Tonto Bars Hank
Tonto Bars Hank - born in 1958 by Tonto Bars Gill and out of Hanka. He was raised by C. G. Whitcomb of Sterling, CO. They took him to his early race wins and Walter Merrick trained him later on. He was hard to train and would play around and goof off while other horses were running their hearts out trying to beat him. He drove Walter crazy -- however, he was so strong and fast he would win anyway. Tonto Bars Hank was a speed index of 100, had 16 wins, all in the toughest company, and $133,919 earnings. He had 31 halter points, was an AQHA Champion and World Champion Racing 3 years.
After racing Walter Merrick showed him a few times. Walter was a great race horse man, he judged shows, but wasn't a Tommy Manion. Walter Spencer of Tulsa got control of Hank and took him to the biggest shows. Spencer made sure the judges knew the 3 time World Champion would be at the show. Once at the Fort Worth Fat Stock Show, Spencer had him entered in the senior stallion class. To distract from Hank's less than show style head Spencer had a halter made with a huge red sheep skin nose piece. As all the stallions quietly walked into the ring Spencer stayed back in the chute area with Hank. This was a class of over 30 stallions all wanting to win Fort Worth. The announcer ask for the number of the Spencer entry to enter the ring. Spencer did not come. He announced again, Spencer did not come. There were people in the coliseum who wanted to see this horse, who had bested the fastest horses in the world. They wanted to see if he had the class to compete with a totally different bunch of the world's best. The announcer announced for Spencer's number over and over, finally over the speaker he said, "Entry, Tonto Bars Hank, last call to enter your class!" That was what Spencer was waiting for. He ran into the arena with Hank, heat held high, went straight to the judge and apologized to the high heavens. He had been waiting right behind the gate wanting that special introduction. The crowd roared into a loud cheer. That was what they came for. The judge had no choice -- Tonto Bars Hank was Grand Champion.
Walter Spencer was a detective on the Tulsa Police Force. He drove a Cadillac and ate the best steaks. Once I went to dinner with him and placed my hand on a towel in the seat of his car. He grabbed my wrist and promptly showed me a chrome .45 revolver under the towel. He went on to state he had sent a number of murders to jail and some were getting out soon. He was always packing heat and had guns hidden within easy reach. He had some old death threats that had not been carried out.

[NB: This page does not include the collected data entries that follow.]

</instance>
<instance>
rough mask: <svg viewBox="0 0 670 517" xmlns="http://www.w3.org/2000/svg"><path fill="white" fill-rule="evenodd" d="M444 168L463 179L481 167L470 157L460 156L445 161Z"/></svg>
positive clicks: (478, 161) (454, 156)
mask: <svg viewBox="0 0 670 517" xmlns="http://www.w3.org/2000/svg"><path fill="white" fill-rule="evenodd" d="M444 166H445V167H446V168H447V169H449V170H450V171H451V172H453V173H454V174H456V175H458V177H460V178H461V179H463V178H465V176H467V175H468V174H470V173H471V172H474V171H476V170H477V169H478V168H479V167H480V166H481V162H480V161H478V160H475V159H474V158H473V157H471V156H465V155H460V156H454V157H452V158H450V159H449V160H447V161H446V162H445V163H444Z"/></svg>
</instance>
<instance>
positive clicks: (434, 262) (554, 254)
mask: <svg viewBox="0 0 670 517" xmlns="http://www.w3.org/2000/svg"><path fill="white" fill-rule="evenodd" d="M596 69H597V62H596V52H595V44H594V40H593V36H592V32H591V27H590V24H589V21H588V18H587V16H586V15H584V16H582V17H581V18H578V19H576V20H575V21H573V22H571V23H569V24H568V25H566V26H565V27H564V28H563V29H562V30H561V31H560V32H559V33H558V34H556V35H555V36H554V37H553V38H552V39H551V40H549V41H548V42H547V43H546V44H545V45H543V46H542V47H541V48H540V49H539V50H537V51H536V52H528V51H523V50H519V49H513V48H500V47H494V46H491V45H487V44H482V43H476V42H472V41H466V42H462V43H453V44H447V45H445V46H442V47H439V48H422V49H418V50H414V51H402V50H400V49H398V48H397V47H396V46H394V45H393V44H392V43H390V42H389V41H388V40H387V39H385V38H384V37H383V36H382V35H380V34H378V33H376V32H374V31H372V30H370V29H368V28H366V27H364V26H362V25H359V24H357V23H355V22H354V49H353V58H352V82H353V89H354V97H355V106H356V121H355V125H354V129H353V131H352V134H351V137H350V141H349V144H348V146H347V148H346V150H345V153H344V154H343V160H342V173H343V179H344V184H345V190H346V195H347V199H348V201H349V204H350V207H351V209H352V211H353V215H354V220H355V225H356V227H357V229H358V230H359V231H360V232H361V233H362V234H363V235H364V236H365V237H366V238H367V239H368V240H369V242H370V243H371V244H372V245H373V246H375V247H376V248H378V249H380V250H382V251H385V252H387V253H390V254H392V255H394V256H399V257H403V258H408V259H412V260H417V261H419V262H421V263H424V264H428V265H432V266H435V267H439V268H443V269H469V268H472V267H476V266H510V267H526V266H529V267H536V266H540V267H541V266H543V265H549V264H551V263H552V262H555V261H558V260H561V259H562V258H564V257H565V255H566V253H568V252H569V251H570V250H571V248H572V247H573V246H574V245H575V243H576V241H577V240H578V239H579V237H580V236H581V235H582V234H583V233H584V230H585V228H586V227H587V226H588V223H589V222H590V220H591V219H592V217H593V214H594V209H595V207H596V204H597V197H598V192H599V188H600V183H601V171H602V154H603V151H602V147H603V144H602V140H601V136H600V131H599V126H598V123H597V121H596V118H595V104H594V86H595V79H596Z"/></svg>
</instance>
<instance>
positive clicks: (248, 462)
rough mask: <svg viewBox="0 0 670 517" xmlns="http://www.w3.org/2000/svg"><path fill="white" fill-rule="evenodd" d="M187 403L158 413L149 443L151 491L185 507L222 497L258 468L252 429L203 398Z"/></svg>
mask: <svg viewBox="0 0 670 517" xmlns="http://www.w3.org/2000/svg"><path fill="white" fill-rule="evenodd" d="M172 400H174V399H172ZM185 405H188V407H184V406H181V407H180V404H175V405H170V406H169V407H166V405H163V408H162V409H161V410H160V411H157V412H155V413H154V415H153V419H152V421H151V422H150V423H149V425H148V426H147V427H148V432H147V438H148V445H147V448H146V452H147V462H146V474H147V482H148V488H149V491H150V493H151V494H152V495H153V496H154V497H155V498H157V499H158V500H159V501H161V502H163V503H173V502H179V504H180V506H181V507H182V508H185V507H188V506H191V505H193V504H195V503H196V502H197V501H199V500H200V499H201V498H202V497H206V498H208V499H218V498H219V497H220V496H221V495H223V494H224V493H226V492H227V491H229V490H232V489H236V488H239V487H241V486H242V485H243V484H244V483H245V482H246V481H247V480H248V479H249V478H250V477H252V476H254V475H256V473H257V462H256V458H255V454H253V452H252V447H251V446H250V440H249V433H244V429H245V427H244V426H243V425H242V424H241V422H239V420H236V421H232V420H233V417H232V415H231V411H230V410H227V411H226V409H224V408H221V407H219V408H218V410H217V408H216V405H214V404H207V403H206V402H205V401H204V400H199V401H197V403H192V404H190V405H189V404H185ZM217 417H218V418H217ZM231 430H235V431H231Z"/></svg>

Walter called and had me fly to Tulsa to do a shoot of Tonto Bars Hank after he was retired to the stud. Hank was big/huge. He had a long back, a short slightly thick neck and a slight roman nose. He was much like his sire and just wasn't pretty anywhere, but massive and impressive. The side view would show his problems and a front was also difficult.
It was a horrible hot sultry Oklahoma day. Spencer held Hank and a fellow named Sterling helped with fly spray, moving feet and getting ears up. I always requested a team help with pictures, a handler, a foot mover and an ear attractor and if there were any other people, stand a long ways off. We were short handed. Hank was a playful sort, moved, stomped and anything to aggravate, he did it. Finally minimal progress, Spencer cussed and gripped and said he had had enough of me, that he would never have me take photos for him ever again. He handed the lead to Sterling, stomped off to a bed room/office combo building where there was an air conditioner.
Further burdened by a playful stallion, flies, heat and shorter handed, Sterling had the stamina and kept working with me. We were both solid wet with sweat. We worked with Hank for 2 or 3 hours and this photo was what came of my effort. We made post cards for Walter by the thousands.
When finished, I was exhausted. I went to the office where I dreaded facing Spencer. When I got there he was stark naked, had taken a cold shower and was standing spread eagle over a floor air conditioner vent.
Three years later I was at Jim Ray's taking Bar Money photos at Decatur, IL, and Walter called. He said he was showing a chestnut stallion with 4 white side walls that had won 32 Grand Champions and he couldn't get a good photo taken at the shows. He wanted me to fly to Tulsa and do a shoot. I reminded him of his threat that he would never have me take photos again. He was in a good mood, obviously cooled off and said, "You misunderstood, I said I would never hold a horse for you again. I am not going to either -- Sterling will."